Once the boy got to the entrance gate, he noticed no one was there to guard it. Since the wooden gate was wide open, Jim walked right into the town onto the cobblestone pathway. He heard a strange noise behind him and spun around. Someone had jumped down from the tall upper wall above the gate! The person ran quickly to Jim and tackled him roughly to the ground.
“Why did you not announce your immigration to Dinner Town, foreigner?” he barked in a rough voice.
“I’m immigrating?” asked Jim, considerably bewildered.
“What? Everyone immigrates to Dinner Town! We hate tourists!” The guard and Jim got up, and Jim dusted himself off. The guard continued his speech while pointing at the boy.
“We hate our neighbors, too! We also hate our families! We even hate ourselves! We despise everyone! Have a nice stay, you berk!”
With that, the guard kicked Jim in the back, pushing him further into the town. With an ominous clang, the rusty old gate shut behind him.
The colors of the town did not deviate in the slightest from grey and black. The dress code seemed to enforce this strange law as well, with the villagers wearing wool and black leather. Although there was a church in town that used to be white, this also was turning grey with age. Jim knew he was immediately identifiable as an outsider, since he looked different and was wearing a red shirt. Considering how rude the town seemed to be, being an obvious outsider would really be a challenge.
Up high, the buildings stretched pendulously. Most of them were two or three stories, but one near the center of the town was much higher. It had a strange tower that moved out of the centerline as to make the whole building look like it was falling over.
The only lights were a mixture of red and blue torches stuck on the edge of the buildings. Since it was so late and dark, Jim needed to find a place to sleep. There was no hotel or hostel, and when Jim asked a regular person if he could sleep in a house, she slammed the door in his face.
Finding no other alternative, Jim found an old alleyway and slept for the night, always hearing strange rats and vermin squeaking around him. The next morning, Jim awoke to hear a bustle. There were several people walking in the road outside. Jim got up and tried his best to make himself look presentable. However, he still had some dirt on him and his hair was a mess.
It was slightly foggy out and the clouds were grey, but it was a lot brighter than it had been during the night. The citizens were heading towards a market in the center of the town. Jim followed them as best he could, but found himself being pushed around no matter how fast or slow he went. It got so frustrating that Jim pushed an old lady as he walked past her. To his surprise, the lady slammed heavily onto the ground yelling and screaming.
I didn’t mean to cause that much trouble! thought Jim. The boy looked back and saw a policeman dressed in dark navy with a cudgel on his belt running towards the scene. He took another look at the woman, who was trying to get up at that moment. Jim ran again. From a safe distance, he watched the policeman interrogate all of the eyewitnesses while he sneaked off to the market.

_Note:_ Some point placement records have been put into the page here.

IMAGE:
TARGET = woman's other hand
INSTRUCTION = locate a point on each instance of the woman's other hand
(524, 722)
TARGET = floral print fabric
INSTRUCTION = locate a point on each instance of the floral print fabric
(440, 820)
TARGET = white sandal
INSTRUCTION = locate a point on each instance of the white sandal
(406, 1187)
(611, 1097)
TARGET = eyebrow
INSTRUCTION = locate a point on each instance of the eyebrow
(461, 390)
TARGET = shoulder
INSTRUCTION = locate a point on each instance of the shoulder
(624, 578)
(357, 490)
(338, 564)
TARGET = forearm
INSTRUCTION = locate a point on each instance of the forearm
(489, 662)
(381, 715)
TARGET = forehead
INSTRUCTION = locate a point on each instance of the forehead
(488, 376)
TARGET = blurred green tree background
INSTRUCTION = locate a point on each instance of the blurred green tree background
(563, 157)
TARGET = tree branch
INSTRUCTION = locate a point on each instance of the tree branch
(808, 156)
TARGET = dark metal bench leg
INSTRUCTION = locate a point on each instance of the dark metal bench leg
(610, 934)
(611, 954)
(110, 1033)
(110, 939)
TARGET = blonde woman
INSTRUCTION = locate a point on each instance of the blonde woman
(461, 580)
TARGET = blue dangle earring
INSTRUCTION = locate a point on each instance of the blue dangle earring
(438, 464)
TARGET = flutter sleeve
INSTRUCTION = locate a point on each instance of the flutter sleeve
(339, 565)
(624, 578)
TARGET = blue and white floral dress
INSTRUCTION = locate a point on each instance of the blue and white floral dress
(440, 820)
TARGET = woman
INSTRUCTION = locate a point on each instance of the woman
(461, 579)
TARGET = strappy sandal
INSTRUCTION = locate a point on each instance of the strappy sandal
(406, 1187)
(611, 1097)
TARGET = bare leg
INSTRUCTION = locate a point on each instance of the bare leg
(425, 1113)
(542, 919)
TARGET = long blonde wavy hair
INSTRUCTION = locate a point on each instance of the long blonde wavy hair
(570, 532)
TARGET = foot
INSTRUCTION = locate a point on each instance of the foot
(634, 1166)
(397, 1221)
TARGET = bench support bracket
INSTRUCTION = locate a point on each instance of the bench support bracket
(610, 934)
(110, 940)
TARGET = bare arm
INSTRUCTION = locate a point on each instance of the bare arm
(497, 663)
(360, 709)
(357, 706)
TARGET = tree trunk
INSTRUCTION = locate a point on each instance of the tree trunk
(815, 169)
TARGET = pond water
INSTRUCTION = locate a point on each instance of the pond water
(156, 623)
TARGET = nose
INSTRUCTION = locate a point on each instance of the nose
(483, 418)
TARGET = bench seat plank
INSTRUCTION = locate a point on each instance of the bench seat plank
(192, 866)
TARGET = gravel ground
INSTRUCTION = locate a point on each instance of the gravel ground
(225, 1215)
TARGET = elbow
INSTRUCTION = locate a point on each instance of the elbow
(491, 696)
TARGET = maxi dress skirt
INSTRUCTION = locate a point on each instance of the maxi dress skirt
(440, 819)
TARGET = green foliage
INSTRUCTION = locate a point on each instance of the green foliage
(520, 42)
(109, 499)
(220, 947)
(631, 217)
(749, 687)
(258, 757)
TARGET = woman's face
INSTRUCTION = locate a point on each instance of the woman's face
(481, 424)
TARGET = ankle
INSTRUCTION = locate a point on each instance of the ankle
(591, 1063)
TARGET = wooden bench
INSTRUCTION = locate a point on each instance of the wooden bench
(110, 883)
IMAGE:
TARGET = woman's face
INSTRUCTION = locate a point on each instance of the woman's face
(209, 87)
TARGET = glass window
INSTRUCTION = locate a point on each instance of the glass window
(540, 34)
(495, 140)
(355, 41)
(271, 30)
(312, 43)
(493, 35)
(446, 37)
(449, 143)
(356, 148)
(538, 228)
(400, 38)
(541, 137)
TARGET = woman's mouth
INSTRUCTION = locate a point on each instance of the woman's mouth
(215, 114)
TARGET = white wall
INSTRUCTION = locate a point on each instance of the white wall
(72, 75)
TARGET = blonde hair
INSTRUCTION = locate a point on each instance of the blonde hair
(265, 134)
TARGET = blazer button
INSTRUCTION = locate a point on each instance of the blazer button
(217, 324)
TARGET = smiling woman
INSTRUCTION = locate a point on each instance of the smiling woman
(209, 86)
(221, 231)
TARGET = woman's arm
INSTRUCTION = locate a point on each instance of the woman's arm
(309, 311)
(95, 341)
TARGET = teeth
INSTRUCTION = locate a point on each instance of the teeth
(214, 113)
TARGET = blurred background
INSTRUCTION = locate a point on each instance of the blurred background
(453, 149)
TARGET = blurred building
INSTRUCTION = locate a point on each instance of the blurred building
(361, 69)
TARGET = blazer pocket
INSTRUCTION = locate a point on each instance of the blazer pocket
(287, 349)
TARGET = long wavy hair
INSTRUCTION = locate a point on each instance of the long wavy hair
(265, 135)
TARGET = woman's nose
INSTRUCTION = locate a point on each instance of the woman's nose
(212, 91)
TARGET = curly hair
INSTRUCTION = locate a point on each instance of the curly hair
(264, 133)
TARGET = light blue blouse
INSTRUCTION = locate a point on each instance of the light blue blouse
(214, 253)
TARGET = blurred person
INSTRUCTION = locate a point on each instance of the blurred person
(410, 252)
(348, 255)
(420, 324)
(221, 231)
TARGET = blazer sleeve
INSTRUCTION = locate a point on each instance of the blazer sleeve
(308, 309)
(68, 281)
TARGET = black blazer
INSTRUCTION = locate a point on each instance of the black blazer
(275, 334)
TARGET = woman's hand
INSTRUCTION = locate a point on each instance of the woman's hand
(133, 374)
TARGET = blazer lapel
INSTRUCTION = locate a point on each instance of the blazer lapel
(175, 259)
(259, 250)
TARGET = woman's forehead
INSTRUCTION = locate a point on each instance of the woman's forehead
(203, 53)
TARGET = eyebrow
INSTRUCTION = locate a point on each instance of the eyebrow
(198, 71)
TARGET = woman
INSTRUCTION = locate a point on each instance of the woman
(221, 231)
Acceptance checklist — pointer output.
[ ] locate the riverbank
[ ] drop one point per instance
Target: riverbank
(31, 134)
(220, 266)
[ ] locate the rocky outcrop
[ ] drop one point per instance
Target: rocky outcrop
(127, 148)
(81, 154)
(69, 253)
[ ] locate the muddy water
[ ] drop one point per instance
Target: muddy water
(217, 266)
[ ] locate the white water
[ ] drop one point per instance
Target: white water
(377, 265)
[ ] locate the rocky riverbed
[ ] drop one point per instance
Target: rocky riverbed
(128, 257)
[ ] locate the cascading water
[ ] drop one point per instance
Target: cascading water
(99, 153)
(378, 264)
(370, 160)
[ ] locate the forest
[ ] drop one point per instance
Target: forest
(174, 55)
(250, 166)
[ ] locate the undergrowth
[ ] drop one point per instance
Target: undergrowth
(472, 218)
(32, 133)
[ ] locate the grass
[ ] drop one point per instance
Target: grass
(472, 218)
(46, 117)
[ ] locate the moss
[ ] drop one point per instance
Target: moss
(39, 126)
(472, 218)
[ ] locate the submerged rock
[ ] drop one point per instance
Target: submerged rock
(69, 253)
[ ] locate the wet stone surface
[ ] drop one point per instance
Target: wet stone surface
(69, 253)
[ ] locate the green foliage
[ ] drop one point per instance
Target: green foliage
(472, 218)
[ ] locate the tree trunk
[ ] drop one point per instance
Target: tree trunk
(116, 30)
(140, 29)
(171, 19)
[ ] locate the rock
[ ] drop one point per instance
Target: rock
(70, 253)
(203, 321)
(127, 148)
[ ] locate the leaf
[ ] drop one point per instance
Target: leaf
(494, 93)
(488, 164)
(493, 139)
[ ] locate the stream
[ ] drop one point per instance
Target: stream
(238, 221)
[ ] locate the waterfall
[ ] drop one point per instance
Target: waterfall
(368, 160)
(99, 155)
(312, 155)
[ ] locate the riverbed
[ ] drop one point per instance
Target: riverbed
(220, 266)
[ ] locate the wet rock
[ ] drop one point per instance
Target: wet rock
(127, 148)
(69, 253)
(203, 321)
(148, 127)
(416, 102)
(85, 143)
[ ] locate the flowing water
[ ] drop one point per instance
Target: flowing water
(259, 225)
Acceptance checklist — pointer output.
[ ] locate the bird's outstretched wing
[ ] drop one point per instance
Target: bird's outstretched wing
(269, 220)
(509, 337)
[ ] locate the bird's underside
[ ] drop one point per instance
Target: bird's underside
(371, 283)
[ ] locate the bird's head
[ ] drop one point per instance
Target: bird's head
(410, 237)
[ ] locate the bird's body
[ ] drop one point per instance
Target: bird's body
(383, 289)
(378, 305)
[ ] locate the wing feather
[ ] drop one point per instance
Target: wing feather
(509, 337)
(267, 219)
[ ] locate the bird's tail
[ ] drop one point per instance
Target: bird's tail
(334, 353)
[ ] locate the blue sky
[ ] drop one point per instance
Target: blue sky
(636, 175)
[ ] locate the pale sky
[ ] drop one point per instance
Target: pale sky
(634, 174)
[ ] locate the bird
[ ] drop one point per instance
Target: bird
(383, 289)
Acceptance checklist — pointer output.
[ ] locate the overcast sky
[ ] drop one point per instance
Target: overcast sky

Although there was an abundance of stands at the open-air market, Jim discovered quickly that only a few actually sold more than two or three items. Even those that did never seemed to sell anything. Every potential customer would look at the food, grimace, and then walk away, finding some invisible fault in the food. The food was extremely unusual; a mixture of animal products he had never seen before, bizarre baked goods, and strangely colored noodles.
After looking around for a short while, Jim found a stand selling four croissants, one of the only familiar foods he could find.
“How much money are they?” he asked. The owner stared at him.
“Three farhaks,” he replied sternly.
“I don’t have any of those. I have three pence in my pocket.”
“Just give me those,” said the shopkeeper. Jim bought one, but even though it seemed nobody had bought a single item from him the whole morning, the seller was most ungrateful. He looked very mad to part with his precious croissant.
Jim soon got sick of the market and walked towards the store district of the town. In that quarter were a bar and a market. The boy decided to eat his croissant on the way there. Just as he was taking a bite, Jim noticed the croissant was filled with some disgusting undercooked game meat! He spat it out instantly.
“Why would anyone ever buy anything from that stupid market?” Jim asked himself, extremely embarrassed. The baked good was momentarily thrown on the ground. As Jim departed from it, he felt a light impact on his back. Someone had thrown the croissant at him. However, Jim hardly had a concern for something that trivial any more, and after he looked back at the kid who had thrown it, he kept on traveling.
Jim was not of drinking age yet, but he had a feeling that Dinner Town did not abide by a single law, especially food-related laws. Otherwise, the food at the market would have been better-quality. The village was essentially an oligarchy, with the heaviest, strongest people working as the law and the rest confined to the low-class proletariat.
Anyhow, Jim strolled over to the bar. Inside, there were some worn-out paintings, stone chairs, and bare floors. A wooden counter was placed around two sides of the room. It was probably the only object in the town not colored grey or black, aside from the croissants.
The only other customer at the bar just sat there not doing anything at all. He looked at the counter and half-closed his eyes. The bartender sat on a stool and daydreamed.
“I want a beer.” Jim asked. He felt butterflies in his stomach, but he knew that Dinner Town was so bizarre that he might not even obtain the beer in the first place. The waiter didn’t seem to hear him, so Jim repeated his request.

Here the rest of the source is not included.